Hughes has also used personification in the poem to depict the courage as well as the pride that the black Americans possesses. An excellent instance where he uses personification is when he says that he washed in the River Euphrates when “the dawns were young” (Hughes, p.8). His articulations of the dawns being young demonstrate that the African Americans have existed since the emergence of human beings. Moreover, it shows that they have been a part of contemporary civilization as from its creation. The personification under this context indicates that African-Americans resembles other races like the whites who segregated and enslaved them. It also shows the need for them to be proud of their culture and refuse to be bullied and intimidated because of their race.

Other than personification, Hughes another literally device that he uses is similes. The author seems to apply it in this work to bring the issue of self-importance to African-Americans. For example when he says that his soul has grown deeper like the rivers. By saying this, he meant that the African-Americans have developed to become more knowledgeable and sensible just “like the rivers.” The Rivers Nile, Euphrates and also Mississippi symbolizes freedom, civilization, and strength and therefore, Hughes likening of their souls to rivers suggests that they are resilient, mighty and honored similarly to the rivers.
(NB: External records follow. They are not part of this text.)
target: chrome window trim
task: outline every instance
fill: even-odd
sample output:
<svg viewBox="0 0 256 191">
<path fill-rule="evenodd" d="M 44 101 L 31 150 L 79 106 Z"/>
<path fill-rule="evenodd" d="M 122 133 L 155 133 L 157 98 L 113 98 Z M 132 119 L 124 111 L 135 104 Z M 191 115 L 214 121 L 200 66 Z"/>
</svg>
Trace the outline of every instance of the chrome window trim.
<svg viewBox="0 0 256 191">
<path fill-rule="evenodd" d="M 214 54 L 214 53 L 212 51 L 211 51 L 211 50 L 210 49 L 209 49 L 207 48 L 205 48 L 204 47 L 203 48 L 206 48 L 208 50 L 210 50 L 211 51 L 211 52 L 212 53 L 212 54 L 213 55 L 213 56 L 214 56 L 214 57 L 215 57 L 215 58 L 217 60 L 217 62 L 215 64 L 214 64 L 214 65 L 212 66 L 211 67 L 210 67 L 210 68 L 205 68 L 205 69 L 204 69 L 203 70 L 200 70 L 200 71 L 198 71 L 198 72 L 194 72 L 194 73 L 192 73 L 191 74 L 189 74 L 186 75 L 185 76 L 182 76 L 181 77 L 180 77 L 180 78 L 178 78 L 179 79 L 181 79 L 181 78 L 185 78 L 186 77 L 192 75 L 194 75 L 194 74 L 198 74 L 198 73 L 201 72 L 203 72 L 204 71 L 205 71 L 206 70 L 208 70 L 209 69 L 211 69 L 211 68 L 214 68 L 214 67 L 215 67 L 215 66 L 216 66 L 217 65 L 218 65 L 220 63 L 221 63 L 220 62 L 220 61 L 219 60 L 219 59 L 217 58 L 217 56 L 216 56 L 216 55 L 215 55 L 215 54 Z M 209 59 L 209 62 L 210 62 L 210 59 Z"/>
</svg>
In conclusion, “The Negro Speaks of Rivers” is a lyric poem that is composed in free verse as evident in the above discussion. The poem is in rich of poetic elements like repetition, anaphora and long lines to make it sound well and be useful to pass the intended message. Instead of using a constant rhythm in the poem, the author chooses to have a pattern of flowing words and phrases that eventually break off. Moreover, the author uses several literary elements to enrich his piece of writing as well as to empower, give courage and self-importance to the African-Americans. He uses this poem also to make them stand up against the issues of racial segregation. Hughes also uses the rivers as a metaphor to place the African culture to greater heights and to term it as crucial as the rivers.

Works Cited

Hill, Jordan. “The Harlem Renaissance.” (2018).

Hughes, Langston. The Negro speaks of rivers. Disney Jump at the Sun Books, 2009.

Trotman, C. James. Langston Hughes: the man, his art, and his continuing influence. Routledge, 2014.